PT Freeport Indonesia adalah sebuah perusahaan afiliasi
dari Freeport-McMoRan Copper & Gold Inc.. PT Freeport Indonesia
menambang, memproses dan melakukan eksplorasi terhadap bijih yang mengandung
tembaga, emas, dan perak. Beroperasi di daerah dataran tinggi di kabupaten
Mimika, provinsi Papua, Indonesia. Freeport Indonesia memasarkan
konsentrat yang mengandung tembaga, emas dan perak ke seluruh penjuru dunia.
Sejarah Kontrak Karya
·
1936 – Jacques Dozy menemukan cadangan ‘Ertsberg’.
·
1960 – Ekspedisi Forbes Wilson untuk menemukan kembali
‘Ertsberg’.
·
1967 – Kontrak Karya I (Freeport Indonesia Inc.) berlaku
selama 30 tahun sejak mulai beroperasi tahun 1973.
·
1988 – Freeport menemukan cadangan Grasberg. Investasi yang
besar dan risiko tinggi, sehingga memerlukan jaminan investasi jangka panjang.
·
1991 – Kontrak Karya II (PT Freeport Indonesia) berlaku 30
tahun dengan periode produksi akan berakhir pada tahun 2021, serta kemungkinan
perpanjangan 2x10 tahun (sampai tahun 2041)
Sejarah PT. Freeport
Awal mula PT Freeport Indonesia berdiri, sesungguhnya
terdapat kisah perjalanan yang unik untuk diketahui. Pada tahun 1904-1905 suatu
lembaga swasta dari Belanda Koninklijke Nederlandsche Aardrijkskundig
Genootschap (KNAG) yakni Lembaga Geografi Kerajaan Belanda, menyelenggarakan
suatu ekspedisi ke Papua Barat Daya yang tujuan utamanya adalah mengunjungi
Pegunungan Salju yang konon kabarnya ada di Tanah Papua.

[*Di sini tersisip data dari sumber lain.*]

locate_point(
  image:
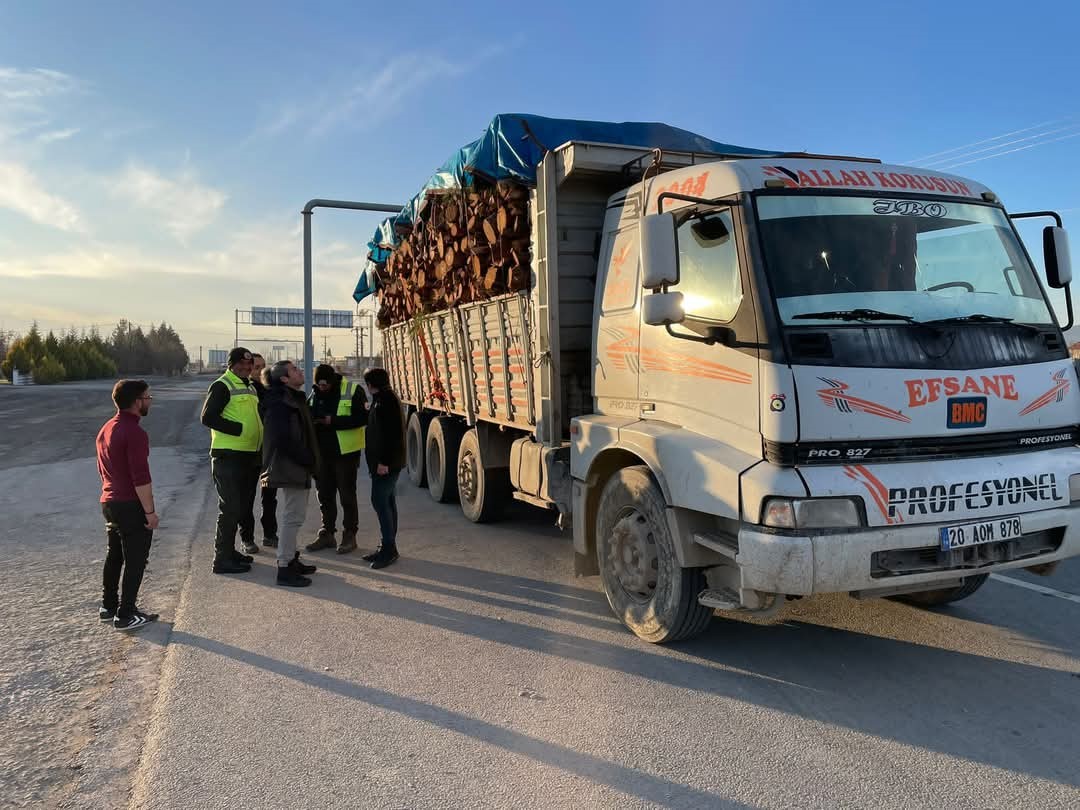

Catatan pertama tentang pegunungan salju ini adalah dari
Kapten Johan Carstensz yang dalam perjalanan dengan dua kapalnya Aernem dan
Pera ke “selatan” pada tahun 1623 di perairan sebelah selatan Tanah Papua,
tiba-tiba jauh di - pedalaman melihat kilauan salju dan mencatat di dalam buku
hariannya pada tanggal 16 Februari 1623 tentang suatu pegungungan yang “teramat
tingginya” yang pada bagian-bagiannya tertutup oleh salju. –Catatan Carsztensz
ini menjadi cemoohan kawan-kawannya yang menganggap Carstensz hanya berkhayal.
Walaupun ekspedisi pertama KNAG tersebut tidak berhasil
menemukan gunung es yang disebut-sebut dalam catatan harian Kapten Carstensz, inilah
cikal bakal perhatian besar Belanda terhadap daerah Papua. Peta wilayah Papua
pertama kali dibuat dari hasil ekspedisi militer ke daerah ini pada tahun 1907
hingga 1915. Ekspedisi-ekspedisi militer ini kemudian membangkitkan hasrat para
ilmuwan sipil untuk mendaki dan mencapai pegunungan salju.
Beberapa ekspedisi Belanda yang terkenal dipimpin oleh Dr.
HA.Lorentz dan Kapten A. Franzen Henderschee. Semua dilakukan dengan sasaran
untuk mencapai puncak Wilhelmina (Puncak Sudirman sekarang) pada ketinggian
4,750 meter. Nama Lorentz belakangan diabadikan untuk nama Taman Nasional
Lorentz di wilayah suku Asmat di pantai selatan.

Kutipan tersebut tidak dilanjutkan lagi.